The old church at Naul (O133610) is a simple rectangular structure with a very fine mullioned and transomed east window. The north wall is missing and there are traces of a window in the south wall. The west doorway is very finely decorated and above it is a memorial indicating that the church was built in 1770. A number of the memorials in the churchyard pre-date the church but the gravestones belong mainly to the 19th and 20th centuries. One memorial of 1758 bears the tools of a blacksmith: hammer, pincers and horseshoe.

At Balrothery (O198612) the church has an old tower at the west end. This has a projecting round north-west corner turret about 13m high. The upper portion is of smaller diameter than the lower portion. The top storey of the main tower has a two-light window at each face and the east face has a bell-cote. Lower down in the west wall is a two-light window with ogee heads and a square moulding with one mask. On the east wall just below the window is another mask. The church is boarded up but is intact. The churchyard has mainly 20th century memorials but there some very fine 18th century stones.

To the south of the church is a small castle about four storeys high. The top incorporates a lot of brick and the original doorway in the south wall is now blocked. Above this are some small windows including one with a round head. There is a fine window in the north wall. In the south wall, about first floor level, there is a slopstone. The large openings in this wall apparently led to another building which is now totally removed.

At Balbriggan (O197645) the remains of a church and castle are now protected by a strong fence. There is evidence of some vaulted rooms and there is at least one very fine round-headed window. The derelict building to the east houses a dove-cot.

Sunday 25 January

A cashel was investigated (J145271). It is about 30m diameter with good sections of the original wall up to 2m thick and 2m high. There is a clear entrance in the south. A small grassy mound to the west of the centre may be a house platform. The cashel is greatly mutilated and field clearance hides a lot of detail. The interior is overgrown with bracken and thorn and it is bisected by a field boundary. Another cashel (J146267) appears to be in very good condition. However close inspection was not possible due to the surrounding thorn. The interior is planted with trees.

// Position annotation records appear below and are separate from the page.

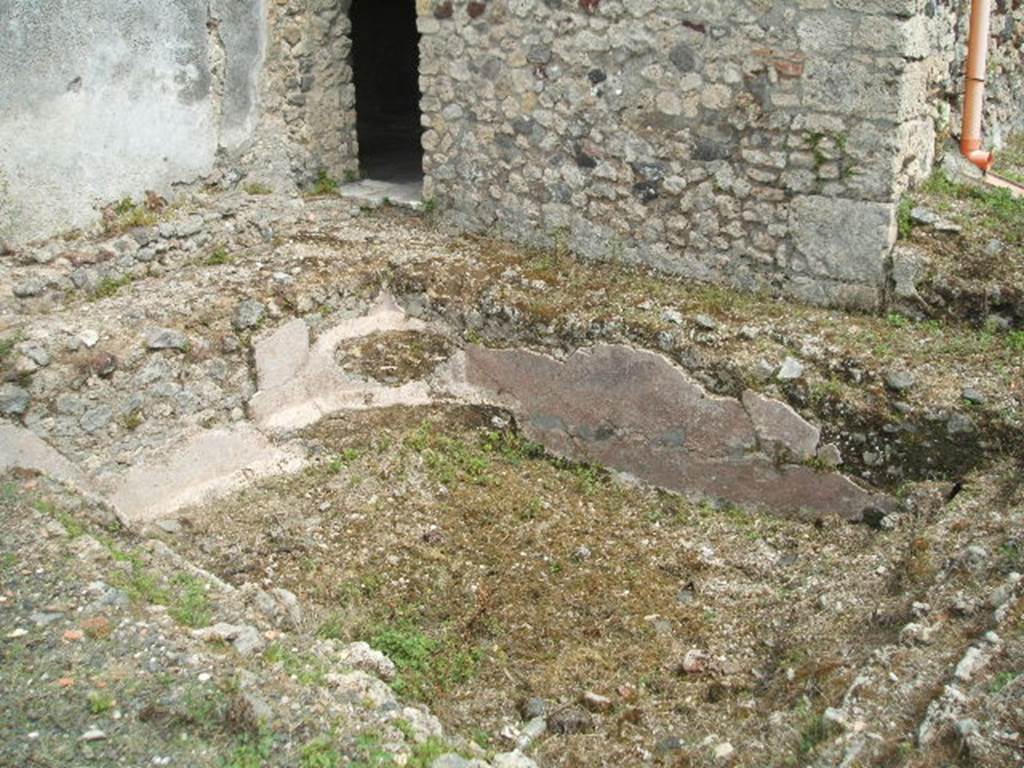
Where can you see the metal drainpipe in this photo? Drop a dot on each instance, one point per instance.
(974, 95)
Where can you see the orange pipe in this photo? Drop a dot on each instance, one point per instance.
(974, 92)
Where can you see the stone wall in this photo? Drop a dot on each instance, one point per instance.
(763, 143)
(1005, 90)
(758, 142)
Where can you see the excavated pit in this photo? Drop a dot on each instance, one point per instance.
(527, 477)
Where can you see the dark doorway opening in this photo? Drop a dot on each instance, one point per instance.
(386, 69)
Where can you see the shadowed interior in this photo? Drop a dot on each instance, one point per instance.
(386, 59)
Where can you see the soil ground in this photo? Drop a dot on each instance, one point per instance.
(494, 574)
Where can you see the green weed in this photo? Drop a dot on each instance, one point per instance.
(109, 287)
(100, 701)
(320, 753)
(190, 604)
(251, 752)
(218, 257)
(424, 664)
(256, 187)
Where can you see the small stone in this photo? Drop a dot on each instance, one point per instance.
(706, 322)
(29, 288)
(597, 702)
(791, 370)
(103, 365)
(668, 744)
(13, 399)
(166, 338)
(724, 753)
(248, 315)
(452, 760)
(695, 662)
(37, 353)
(534, 708)
(245, 638)
(96, 419)
(960, 424)
(899, 380)
(976, 396)
(570, 720)
(924, 216)
(531, 731)
(97, 628)
(829, 456)
(673, 316)
(513, 759)
(361, 656)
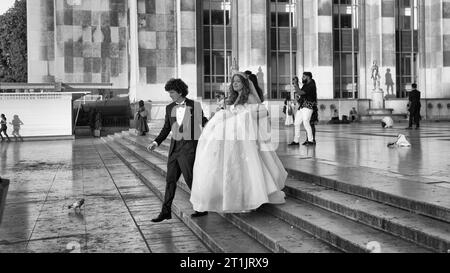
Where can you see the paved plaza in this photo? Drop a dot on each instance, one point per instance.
(48, 176)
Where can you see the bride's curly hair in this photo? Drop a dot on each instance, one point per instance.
(234, 94)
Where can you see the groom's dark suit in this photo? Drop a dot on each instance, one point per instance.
(182, 148)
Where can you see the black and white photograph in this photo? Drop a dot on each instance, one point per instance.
(235, 127)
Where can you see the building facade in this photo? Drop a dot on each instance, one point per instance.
(137, 45)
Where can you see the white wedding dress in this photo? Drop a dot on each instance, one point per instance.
(236, 167)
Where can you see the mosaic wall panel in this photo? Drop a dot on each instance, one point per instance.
(92, 41)
(156, 32)
(41, 35)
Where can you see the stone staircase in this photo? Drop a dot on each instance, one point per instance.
(324, 212)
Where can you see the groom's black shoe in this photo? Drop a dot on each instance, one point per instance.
(162, 217)
(199, 214)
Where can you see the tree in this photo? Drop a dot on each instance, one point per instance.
(13, 43)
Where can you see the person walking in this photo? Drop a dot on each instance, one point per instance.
(289, 112)
(236, 168)
(3, 128)
(307, 100)
(142, 119)
(16, 123)
(414, 107)
(185, 119)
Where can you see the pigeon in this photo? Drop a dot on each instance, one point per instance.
(76, 205)
(373, 247)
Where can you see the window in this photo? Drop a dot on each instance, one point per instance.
(407, 43)
(346, 48)
(216, 46)
(283, 45)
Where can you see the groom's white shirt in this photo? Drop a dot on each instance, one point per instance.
(181, 111)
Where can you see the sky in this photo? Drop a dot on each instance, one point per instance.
(5, 5)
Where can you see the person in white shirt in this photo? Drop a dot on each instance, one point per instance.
(185, 119)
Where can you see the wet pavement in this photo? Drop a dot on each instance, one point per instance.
(365, 146)
(47, 176)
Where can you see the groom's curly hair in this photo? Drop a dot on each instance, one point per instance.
(178, 85)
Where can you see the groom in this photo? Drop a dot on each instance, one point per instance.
(185, 119)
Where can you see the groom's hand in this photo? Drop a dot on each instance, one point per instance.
(152, 146)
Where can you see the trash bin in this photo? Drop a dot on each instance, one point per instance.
(4, 184)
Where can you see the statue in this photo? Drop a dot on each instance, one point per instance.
(376, 76)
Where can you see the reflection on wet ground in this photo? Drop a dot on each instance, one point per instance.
(46, 177)
(365, 147)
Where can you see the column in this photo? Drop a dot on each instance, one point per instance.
(186, 45)
(435, 35)
(133, 50)
(374, 50)
(252, 38)
(388, 45)
(315, 43)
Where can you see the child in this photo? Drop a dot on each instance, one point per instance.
(3, 128)
(16, 123)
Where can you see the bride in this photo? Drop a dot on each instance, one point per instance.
(236, 167)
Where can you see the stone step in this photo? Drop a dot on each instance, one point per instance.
(272, 232)
(340, 230)
(425, 231)
(216, 232)
(415, 197)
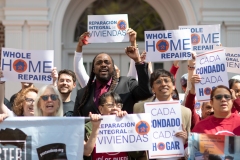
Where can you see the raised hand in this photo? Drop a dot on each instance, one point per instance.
(121, 113)
(83, 40)
(95, 120)
(132, 36)
(192, 62)
(183, 134)
(133, 53)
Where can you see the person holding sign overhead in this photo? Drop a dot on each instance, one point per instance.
(23, 104)
(110, 103)
(80, 70)
(223, 121)
(129, 89)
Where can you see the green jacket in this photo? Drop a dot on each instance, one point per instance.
(131, 155)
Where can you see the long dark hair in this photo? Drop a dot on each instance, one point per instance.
(90, 81)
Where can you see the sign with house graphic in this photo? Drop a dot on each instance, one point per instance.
(203, 37)
(168, 45)
(166, 121)
(33, 66)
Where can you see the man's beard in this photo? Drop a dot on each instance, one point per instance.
(103, 79)
(65, 92)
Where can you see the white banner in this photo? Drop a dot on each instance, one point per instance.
(166, 121)
(168, 45)
(108, 28)
(203, 37)
(41, 138)
(33, 66)
(129, 133)
(212, 68)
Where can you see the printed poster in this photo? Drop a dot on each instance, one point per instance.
(204, 37)
(233, 59)
(212, 68)
(220, 147)
(166, 122)
(129, 133)
(168, 45)
(108, 28)
(34, 66)
(42, 138)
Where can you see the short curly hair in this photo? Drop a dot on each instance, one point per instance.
(20, 99)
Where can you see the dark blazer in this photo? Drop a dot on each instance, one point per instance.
(129, 89)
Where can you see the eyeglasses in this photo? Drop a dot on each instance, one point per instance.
(29, 100)
(53, 97)
(220, 96)
(175, 96)
(112, 105)
(165, 80)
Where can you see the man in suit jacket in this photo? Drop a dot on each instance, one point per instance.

Lisdoo (J081210) is a cashel with a small cairn in the centre. It is about 40m diameter with walls about 3m thick and less than 1.5m high. Part of the cashel is fenced off to form the back garden of a house which is built just outside the wall to the north. An oil tank is erected just inside the cashel. There are a number of small gaps in the wall but no obvious entrance.

Lisbanemore (J078202) is a cashel about 50m diameter. The walls are less than 1m high on the inside but higher on the outside. The original wall is missing in the west and is replaced by a curving field boundary. The remaining walls are about 2m thick. There is no obvious entrance.

A section of the Dane's Cast was investigated (J058208). It appears as a double bank flanking a shallow ditch. The bank on the south-west disappears after a short distance but reappears further on. The total length is about 140m.

The memorials in St Patrick's Churchyard, Newry (J090266) are mainly of the 19th and 20th centuries. Some of the 19th century stones feature the occupation of the deceased, e.g. coppersmith, carpenter, bookmaker.

At Milltown (J132247) the court-tomb is greatly overgrown and very little is to be seen. There is a large low cairn running NE - SW. There may be remains of a chamber at the south-west end but this may also be part of a court. At the other end there may be a similar structure. There is a great deal of rubble and the exact nature of the monument cannot be determined.